After every trick in the book failed to increase supply with all 3 babies lactation specialists etc etc. my last lactation specialist diagnosed me with this because she actually took the time to examine my breasts. The previous ones were too shy to ask to feel my boobs I guess. LOL. She was the one that made me realize I had done the best I could and had not failed my children or as a mother. As she said the words " you did all you could" I held my last newborn daughter and wept, thank you for giving me those words. She hugged me and said never let anyone tell you that you did not try. Here is why I could not breast feed. Some women with this, can go on to breast feed but some can not. I was one of the unluck ones. I am posting this from a La Leche Leage web site. This does exist. My breasts did not grow in pregnancy are small and widely spaced. They are some what tubular shaped but not totally. Like it says all women with this present differently and just because a woman likes like her breast are fully formed does not mean they are.
I post this not for debate but for information sake. That person you may or may not judge for giving formula, you perhaps don't know her private pain and struggle to attemp to breast feed.
ETA: This post is NOT to judge those who did not choose breast feeding. If you fed your baby and loved your baby, you did what was right for your family for your reasons. I used to work in CPS and picked up babies who the parents chose not to feed, that will change your outlook. I wished those parents had given their babies formula.......it was sad. So if you feed your baby,love your baby and don't neglect them, you are being a good mom.
Also this is posted for information sake. If you have had these symptoms check with a lactation consultant or doctor. There are ways to help some women.
The unfortunate reality of hypoplasia is that, although it is often easy to recognize in hindsight, the first clue that a mother has insufficient glandular tissue is usually primary lactation failure; her body simply does not produce milk. Even when everything else is in place for a good start to breastfeeding, the milk does not "come in" or is not enough to sustain her baby. The Breastfeeding Answer Book cites a 1999 estimate that 1 in 1000 mothers experience primary lactation failure, which can be due to hypoplasia or other causes. However, with an increasing number of mothers becoming pregnant and delivering healthy babies who previously could not, thanks to assisted fertility and hormonal support, more cases of hypoplasia are being encountered. This increase has occurred because many conditions that underlie problems achieving and sustaining a pregnancy coexist with insufficient breast development. Some of these red-flag conditions may give a mother or her health care providers clues to a future lactation failure if they are aware of them early in pregnancy.
What are the visual markers of hypoplastic breasts? In a study of 34 mothers by Kathleen Huggins, et al. (2000), the researchers found a correlation between the following physical characteristics and lower milk output:
- widely spaced breasts (breasts are more than 1.5 inches apart)
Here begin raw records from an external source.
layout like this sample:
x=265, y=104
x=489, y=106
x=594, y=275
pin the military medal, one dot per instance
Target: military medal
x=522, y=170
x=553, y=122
- breast asymmetry (one breast is significantly larger than the other)
- presence of stretch marks on the breasts, in absence of breast growth, either during puberty or in pregnancy
- tubular breast shape ("empty sac" appearance)
Additional characteristics that may indicate hypoplasia are:
- disproportionately large or bulbous areolae
- absence of breast changes in pregnancy, postpartum, or both
Hypoplastic breasts may be small or large. It is breast shape, placement, and asymmetry that indicate hypoplasia -- not necessarily size. Normal-sized breasts that are lacking glandular tissue may be made up of fatty tissue that will sufficiently fill a bra cup.
Most of the existing medically documented literature on hypoplasia can be gleaned from the plastic surgery field, since women with hypoplasia, concerned with the appearance of their breasts, may seek surgical augmentation (implants) of their breasts. If these women go on to have babies and attempt to breastfeed them, we may mistakenly assume that the presence of breast implants has caused milk production issues, when in reality the cause is the absence of glandular tissue that preceded the augmentation surgery. If a mother presents with milk production issues and has had breast augmentation surgery, it may be helpful to inquire about the shape of her breasts before she received her implants. She may offer to share "before" photos, which can also provide some insight. An excellent resource for mothers who have breast implants can be found here: http://www.bfar.org/possible-augmentation.php.
Without a lactation expert seeing or palpating a mother's breasts during or before her pregnancy, it can be difficult to assess whether she may have trouble lactating. It is important to note that even mothers who display the above-mentioned physical characteristics of hypoplastic breasts could go on to produce a full milk supply for their babies; the only true indicator of whether a mother will not make enough milk is, unfortunately, insufficient milk despite proper breastfeeding management and breast stimulation in the early days and weeks. Additionally, breasts that look perfectly normal, even breasts that are large or pendulous, cannot be assessed for glandular tissue versus fatty breast tissue by visual measures alone; palpation of the breasts by a qualified and experienced health care professional may reveal more information.